NAME
dl —
DL-11/DLV-11 serial device
driver
SYNOPSIS
dl0 at uba? csr 0176500
dl1 at uba? csr 0176510
dl2 at uba? csr 0176520
dl3 at uba? csr 0176530
DESCRIPTION
The
dl driver controls a DL-11-compatible asynchronous serial
card, and probably things compatible with it. A four-port DLV-11J will appear
four times in the device list, as the ports look like separate cards to the
driver.
The
dl driver provides the normal interface described in
tty(4), but many of the
configuration calls are unsupported, since their functions are handled by
jumpers or switches on the serial card itself. Calls related to modem-control
lines are also ignored, since these cards lack them.
There's a chance this driver might also work with an LP11, an LPV11 or even a
PC11, but it hasn't been tested.
FILES
- /dev/ttyJ?
- Special files for communicating with dl devices.
DIAGNOSTICS
- dl%d: rx overrun.
- The character in the receive buffer wasn't read before the
next character arrived, and has been lost.

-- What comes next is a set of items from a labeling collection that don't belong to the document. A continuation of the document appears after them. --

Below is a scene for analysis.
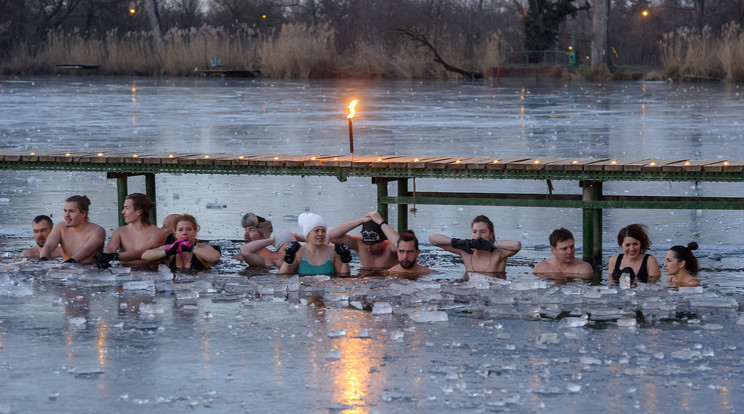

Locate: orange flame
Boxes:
[347,99,359,119]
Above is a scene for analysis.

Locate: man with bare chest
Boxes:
[429,215,522,277]
[96,193,166,269]
[39,195,106,263]
[328,211,399,271]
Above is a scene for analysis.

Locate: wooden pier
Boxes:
[0,151,744,265]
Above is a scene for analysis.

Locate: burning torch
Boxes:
[346,99,359,161]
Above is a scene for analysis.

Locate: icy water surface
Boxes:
[0,260,744,413]
[0,78,744,413]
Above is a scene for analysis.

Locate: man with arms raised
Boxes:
[390,230,434,276]
[39,195,106,263]
[328,211,398,270]
[96,193,165,269]
[240,231,294,267]
[534,227,594,279]
[429,215,522,277]
[233,213,281,266]
[21,215,62,259]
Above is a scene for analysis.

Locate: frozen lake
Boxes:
[0,77,744,413]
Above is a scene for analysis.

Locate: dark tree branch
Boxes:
[395,29,483,79]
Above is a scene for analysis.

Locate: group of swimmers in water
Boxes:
[18,193,700,287]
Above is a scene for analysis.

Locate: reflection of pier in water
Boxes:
[0,152,744,264]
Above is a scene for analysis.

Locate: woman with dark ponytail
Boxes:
[664,242,700,287]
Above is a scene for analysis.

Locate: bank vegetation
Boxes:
[0,0,744,81]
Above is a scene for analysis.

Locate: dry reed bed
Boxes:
[0,24,505,78]
[659,22,744,82]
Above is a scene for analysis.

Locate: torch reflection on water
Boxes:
[347,99,359,161]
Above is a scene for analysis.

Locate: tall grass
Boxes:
[258,23,339,78]
[0,24,505,78]
[659,22,744,82]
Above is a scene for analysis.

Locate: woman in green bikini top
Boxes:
[279,213,350,276]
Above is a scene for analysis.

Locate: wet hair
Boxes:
[398,230,419,250]
[173,213,199,234]
[669,242,700,276]
[617,224,651,253]
[33,214,54,227]
[470,214,495,237]
[548,227,575,247]
[125,193,154,224]
[65,195,90,216]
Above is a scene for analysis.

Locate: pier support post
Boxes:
[398,178,408,233]
[145,173,158,226]
[116,175,129,227]
[372,177,389,221]
[581,181,602,269]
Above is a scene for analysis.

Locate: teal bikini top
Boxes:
[297,246,336,276]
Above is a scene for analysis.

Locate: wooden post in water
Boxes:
[116,174,129,227]
[398,178,408,233]
[145,173,158,226]
[372,177,388,221]
[581,181,602,269]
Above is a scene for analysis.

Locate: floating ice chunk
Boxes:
[109,265,132,275]
[537,332,561,345]
[326,351,341,361]
[672,349,702,361]
[349,300,364,310]
[0,284,34,298]
[558,315,589,328]
[466,273,491,290]
[590,309,635,321]
[328,329,346,338]
[158,264,173,278]
[579,356,602,365]
[509,280,548,291]
[67,316,87,326]
[677,286,703,295]
[372,302,393,315]
[408,311,448,322]
[300,275,331,283]
[618,272,630,289]
[122,280,155,293]
[140,303,165,314]
[690,296,739,308]
[287,275,300,292]
[323,292,349,302]
[617,318,638,327]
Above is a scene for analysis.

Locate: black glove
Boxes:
[335,243,351,263]
[96,252,119,269]
[612,267,635,282]
[450,237,473,254]
[165,239,186,256]
[468,238,493,252]
[284,242,300,264]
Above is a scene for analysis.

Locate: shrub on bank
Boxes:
[659,22,744,82]
[0,23,505,78]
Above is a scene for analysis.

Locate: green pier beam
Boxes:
[581,181,602,269]
[145,173,158,226]
[398,178,408,233]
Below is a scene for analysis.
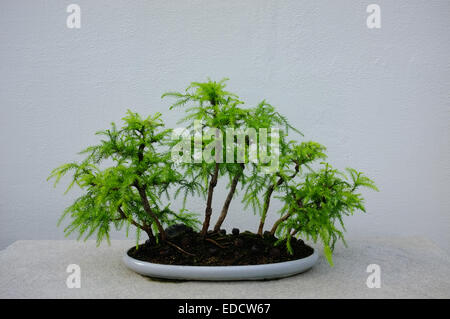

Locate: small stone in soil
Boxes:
[251,245,259,254]
[166,224,192,239]
[269,248,281,258]
[234,238,244,247]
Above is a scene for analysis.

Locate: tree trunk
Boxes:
[136,185,166,240]
[270,213,291,235]
[214,164,244,232]
[201,163,219,236]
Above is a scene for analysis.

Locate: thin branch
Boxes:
[205,238,225,248]
[270,213,292,235]
[166,240,195,256]
[214,164,244,232]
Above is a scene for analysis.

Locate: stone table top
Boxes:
[0,237,450,299]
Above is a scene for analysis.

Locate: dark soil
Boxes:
[128,225,314,266]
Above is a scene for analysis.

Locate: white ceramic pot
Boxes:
[123,250,318,281]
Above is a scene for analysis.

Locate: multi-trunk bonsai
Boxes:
[49,80,376,276]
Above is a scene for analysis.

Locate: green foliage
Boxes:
[278,163,377,264]
[48,111,198,243]
[49,79,378,265]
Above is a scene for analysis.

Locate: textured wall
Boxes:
[0,0,450,251]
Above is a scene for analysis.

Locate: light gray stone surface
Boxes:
[0,237,450,298]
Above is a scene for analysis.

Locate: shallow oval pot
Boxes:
[123,250,319,281]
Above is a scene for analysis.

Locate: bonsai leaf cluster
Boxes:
[49,79,377,264]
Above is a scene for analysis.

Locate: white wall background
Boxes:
[0,0,450,251]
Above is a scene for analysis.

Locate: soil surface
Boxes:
[128,225,314,266]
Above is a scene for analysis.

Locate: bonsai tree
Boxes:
[49,79,377,264]
[49,111,197,243]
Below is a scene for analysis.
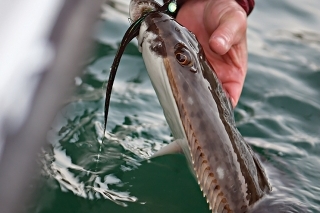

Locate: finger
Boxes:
[209,8,247,55]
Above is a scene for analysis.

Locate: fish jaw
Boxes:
[134,8,269,213]
[138,22,191,156]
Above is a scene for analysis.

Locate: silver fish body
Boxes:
[132,1,271,213]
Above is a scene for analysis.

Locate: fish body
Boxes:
[130,1,271,213]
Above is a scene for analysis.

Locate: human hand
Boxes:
[176,0,248,107]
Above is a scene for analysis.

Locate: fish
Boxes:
[105,0,272,213]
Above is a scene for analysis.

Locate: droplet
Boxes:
[168,2,177,13]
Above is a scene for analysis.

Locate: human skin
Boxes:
[176,0,248,107]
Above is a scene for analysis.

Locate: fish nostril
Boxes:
[176,53,187,65]
[190,66,197,73]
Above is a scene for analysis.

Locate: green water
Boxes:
[28,0,320,213]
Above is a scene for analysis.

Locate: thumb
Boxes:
[209,8,247,55]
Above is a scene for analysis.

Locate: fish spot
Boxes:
[182,82,189,92]
[188,96,193,105]
[217,166,224,179]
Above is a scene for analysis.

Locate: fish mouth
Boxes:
[129,0,161,22]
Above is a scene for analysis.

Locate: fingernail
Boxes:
[215,37,227,48]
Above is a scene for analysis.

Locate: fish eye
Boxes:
[175,46,192,66]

- dl%d: stray rx interrupt.
- The driver was called to service a receive interrupt, but
there was nothing for it to read.
SEE ALSO
tty(4)
HISTORY
The
dl driver was written for
NetBSD
1.3.
AUTHORS
Ben Harris <bjh21@NetBSD.org>
BUGS
The DL-11 and friends only have single-character receive and transmit buffers,
so an interrupt is generated for every character received or transmitted.
Attempting to receive data at even moderately high rates will cause rx
overruns. Fast transmission seems to be fine though.
There is no support in the driver for the paper-tape reader on an LT33 attached
via a DLV-11KA or similar.
The overrun message is logged in the interrupt routine itself, which will
probably just make the problem worse.
The CSR printed on startup is that of the receiver, while the interrupt vector
is that of the transmitter.
In order to determine the card's interrupt vector, the driver sends a
NUL
to each port. This may confuse things attached to
them.
The driver has so far only been tested on a DLV-11J. It may or may not work on
the other cards it claims to support.